- Nos primeiros quatro meses de 2026, o Brasil registrou mais de 30 mil ações trabalhistas por assédio moral na Justiça do Trabalho.
- Entre 2020 e 2025, o Judiciário recebeu mais de seiscentas mil ações com pedidos de indenização por dano moral decorrente de assédio, com relatos de cobranças excessivas, humilhações públicas e metas abusivas.
- Especialistas apontam que o tema ganha relevância: empresas com práticas abusivas enfrentam maiores riscos trabalhistas, financeiros e reputacionais.
- Dados da Previdência Social indicam aumento de adoecimentos mentais no ambiente corporativo, com cerca de 472 mil afastamentos por transtornos mentais em 2024, alta de 68% ante 2023.
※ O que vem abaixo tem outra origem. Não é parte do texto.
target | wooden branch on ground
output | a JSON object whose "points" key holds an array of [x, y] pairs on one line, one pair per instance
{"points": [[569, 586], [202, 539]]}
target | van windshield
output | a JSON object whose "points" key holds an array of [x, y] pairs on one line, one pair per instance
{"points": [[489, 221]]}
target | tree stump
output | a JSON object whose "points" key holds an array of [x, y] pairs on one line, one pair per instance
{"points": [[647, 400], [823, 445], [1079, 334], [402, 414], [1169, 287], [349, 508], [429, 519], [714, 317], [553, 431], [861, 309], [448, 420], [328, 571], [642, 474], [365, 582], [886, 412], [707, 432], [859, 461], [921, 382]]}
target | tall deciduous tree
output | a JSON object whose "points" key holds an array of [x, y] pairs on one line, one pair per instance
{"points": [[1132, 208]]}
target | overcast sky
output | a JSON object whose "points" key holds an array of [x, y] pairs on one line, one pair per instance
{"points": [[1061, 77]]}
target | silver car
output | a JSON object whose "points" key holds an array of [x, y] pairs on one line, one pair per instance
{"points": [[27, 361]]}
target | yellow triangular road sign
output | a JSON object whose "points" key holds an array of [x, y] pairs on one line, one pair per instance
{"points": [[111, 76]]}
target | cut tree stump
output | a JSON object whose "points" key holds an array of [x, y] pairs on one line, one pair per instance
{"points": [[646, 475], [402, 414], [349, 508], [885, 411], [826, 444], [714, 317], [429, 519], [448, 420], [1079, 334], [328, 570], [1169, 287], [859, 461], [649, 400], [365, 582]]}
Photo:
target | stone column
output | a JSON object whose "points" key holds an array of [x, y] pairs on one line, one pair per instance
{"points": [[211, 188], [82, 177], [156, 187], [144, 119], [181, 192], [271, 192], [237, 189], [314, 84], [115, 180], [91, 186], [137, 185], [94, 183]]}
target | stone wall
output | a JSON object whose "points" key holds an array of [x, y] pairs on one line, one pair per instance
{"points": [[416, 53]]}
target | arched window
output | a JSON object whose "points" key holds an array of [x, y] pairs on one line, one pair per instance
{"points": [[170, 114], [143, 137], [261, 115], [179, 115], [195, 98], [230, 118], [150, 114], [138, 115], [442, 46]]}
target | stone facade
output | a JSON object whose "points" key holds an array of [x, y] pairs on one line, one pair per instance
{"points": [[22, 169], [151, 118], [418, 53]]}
- O principal desafio jurídico é diferenciar gestão legítima de situações abusivas, pois o assédio pode provocar ansiedade, depressão, burnout e perda de produtividade.
O número de ações trabalhistas por assédio moral segue em alta no Brasil. Nos quatro primeiros meses de 2026, a Justiça do Trabalho registrou mais de 30 mil novos processos nesse tema.
Entre 2020 e 2025, o Judiciário recebeu mais de 600 mil ações com pedidos de indenização por dano moral decorrente de assédio moral. As queixas envolvem cobranças abusivas, humilhações públicas, tratamento agressivo e metas consideradas abusivas.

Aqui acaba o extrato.